New Holland Supports B100
07 December 2007
New Holland, a leading global manufacturer of agricultural, utility and construction equipment, recently announced it supports the use of B100 biodiesel in all equipment with New Holland-manufactured diesel engines, including electronic injection engines with common rail technology.
Overall, nearly 80% of New Holland-branded products with diesel engines are now available to operate on B100 biodiesel. New Holland has also asked other suppliers of diesel engines used in New Holland-branded products to test and approve higher levels of biodiesel.
In addition to extensive testing and development within the company, New Holland has been involved in an ongoing research project in collaboration with Penn State University to put B100 to the test under real-life conditions. Penn State’s College of Agriculture is operating new, unmodified New Holland tractors on B100 biodiesel on their 1,500-acre research farm to find out what diesel equipment owners can expect to experience when they use B100. After nearly two years of use, the tractors have performed with no adverse effects in performance or maintenance, according to Glen Cauffman, the university’s manager of farm operations and services.
Details of the models that can run on B100, as well as New Holland’s requirements and recommendations to do so safely, are available from New Holland dealers or at www.newholland.com/na/biodiesel.

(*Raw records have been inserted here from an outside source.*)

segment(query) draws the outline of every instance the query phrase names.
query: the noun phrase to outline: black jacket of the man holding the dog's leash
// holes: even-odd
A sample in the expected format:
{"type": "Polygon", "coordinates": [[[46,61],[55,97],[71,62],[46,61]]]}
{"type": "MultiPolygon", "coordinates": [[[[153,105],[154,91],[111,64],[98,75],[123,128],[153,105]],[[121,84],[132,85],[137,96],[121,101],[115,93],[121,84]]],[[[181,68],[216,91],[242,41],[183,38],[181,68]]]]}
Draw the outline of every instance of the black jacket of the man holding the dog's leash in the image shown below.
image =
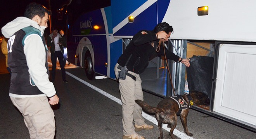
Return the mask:
{"type": "MultiPolygon", "coordinates": [[[[139,31],[133,39],[126,47],[124,53],[119,57],[118,64],[120,66],[125,66],[126,61],[131,56],[128,64],[126,65],[129,71],[134,73],[142,73],[145,68],[147,68],[149,58],[156,54],[156,47],[158,45],[159,39],[156,37],[156,32],[154,31],[139,31]],[[142,32],[146,32],[147,34],[142,34],[142,32]]],[[[179,56],[174,53],[168,51],[165,48],[166,58],[178,61],[179,56]]],[[[164,56],[163,46],[160,47],[159,53],[164,56]]]]}

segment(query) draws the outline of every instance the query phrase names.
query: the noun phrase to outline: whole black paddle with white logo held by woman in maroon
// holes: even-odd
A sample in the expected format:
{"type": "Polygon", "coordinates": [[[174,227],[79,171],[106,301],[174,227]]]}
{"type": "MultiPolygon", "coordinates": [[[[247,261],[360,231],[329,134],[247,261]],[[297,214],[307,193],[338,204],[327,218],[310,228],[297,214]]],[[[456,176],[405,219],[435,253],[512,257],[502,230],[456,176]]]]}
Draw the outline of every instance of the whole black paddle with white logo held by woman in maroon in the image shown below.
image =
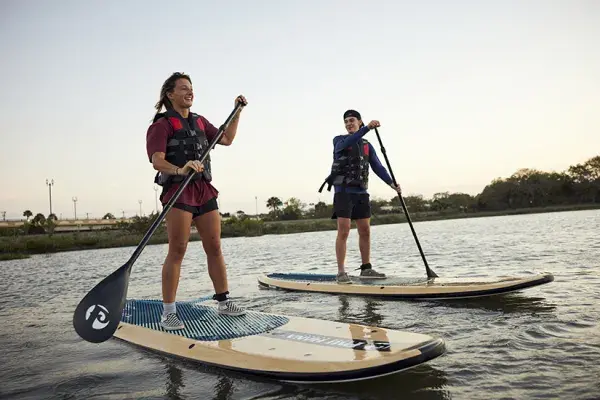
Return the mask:
{"type": "MultiPolygon", "coordinates": [[[[229,117],[227,117],[227,120],[225,120],[225,123],[221,125],[217,131],[217,135],[210,143],[208,149],[206,149],[200,158],[201,163],[204,162],[210,151],[216,146],[219,140],[221,140],[221,136],[223,136],[225,129],[227,129],[233,118],[244,106],[245,104],[242,105],[240,103],[235,106],[231,114],[229,114],[229,117]]],[[[175,201],[177,201],[183,189],[191,181],[194,173],[195,172],[192,172],[186,177],[173,197],[165,204],[162,212],[152,223],[152,226],[144,235],[131,258],[129,258],[121,268],[117,269],[98,283],[79,302],[73,314],[73,327],[81,338],[88,342],[101,343],[108,340],[116,331],[117,326],[121,321],[125,301],[127,300],[127,287],[129,286],[129,275],[131,274],[133,263],[141,254],[148,243],[148,240],[150,240],[154,231],[156,231],[167,215],[167,212],[173,207],[173,204],[175,204],[175,201]]]]}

In EU a gallon of diesel is about $6.5. Farmers use a lot of diesel and it is a big part of their cost structure. I could imagine that it is quite easy to produce B100 diesel at most farm at far less than $6.5. The price of B100 without taxes at the farmer is probably close to $3.5 per gallon or less. It will probably be illegal for a farmer to produce his own diesel or part of it and not inform the tax authority about this production. However, it will be very difficult for any tax authority to actually control whether some of this farmer’s homemade B100 “slips” into his own diesel equipment and perhaps the neighboring farmers equipment ass well.
I have no inside information about this at all but I could imagine that tax avoidance on diesel fuel is a major reason that farmers all over Europe have started to order B100 compliant equipment almost exclusively. In any case it is good that farmers are now becoming self supplied with diesel. The involved logistics are perfect. They save all the transportation cost involved with diesel production.
Posted by: Henrik | 07 December 2007 at 02:35 AM
Henrik:
Not only farmers. Im my country (Poland) I've seen that _most_ forestry vehicles are operated on illegal SVO (rapeseed oil), and of corse farmers also use it.
And many parking lots where light duty vehicle drivers are used to stop for rest, are littered with empty 5L PET rapeseed oil bottles. They rather haven't fried fries.
Posted by: Jaros | 07 December 2007 at 03:37 PM
I don't know of anyone able to produce significant volumes of B100 (methyl ester of vegetable oil, with specific pH and ash levels). You two are not talking about biodiesel, but vegetable oil.
No modern diesel has ever been qualified to run on pure vegetable oil - only some (old, dirty) diesels with pre-chamber injection are able to run that stuff for extended periods without engine failure...
(Besides, veggie oil has no defined pH, and the contained acids are rather corrosive on modern materials (Al, Mg) used in many engine parts...
Richard
Posted by: realarms | 08 December 2007 at 01:17 AM
Richard
You are right. I did a little research on B100 and it is not something you can produce on a farm. You need a factory and large supplies of alcohol and means to dispose of large quantities of the byproduct glycerol almost 10%. The reason that farmers all over EU are buying B100 compliant equipment must be that they don’t want to have equipment that can’t use B100 that is increasingly available in the EU. EU produced 1.5 billion gallons of B100 in 2006 and production capacity is reaching 3 billion gallons in 2007.
Maybe farmers are using vegetable oil for heating and drying purposes. Maybe that is cheaper than using natural gas that is also taxed a lot in the EU.
Posted by: Henrik | 08 December 2007 at 03:01 AM
So now we're back at the dawn of the 20th century, with farmers putting agriculturally produced fuels into their diesel trucks and tractors just as Rudolf Diesel originally intended. Meanwhile all sorts of little electric car companies are popping up, entering the competition for the future of the automobile with their newfangled technologies. Who will win? I hope I don't have to come back in another hundred years to find out!
Really, doesn't it seem like we could've just skipped the 20th century altogether?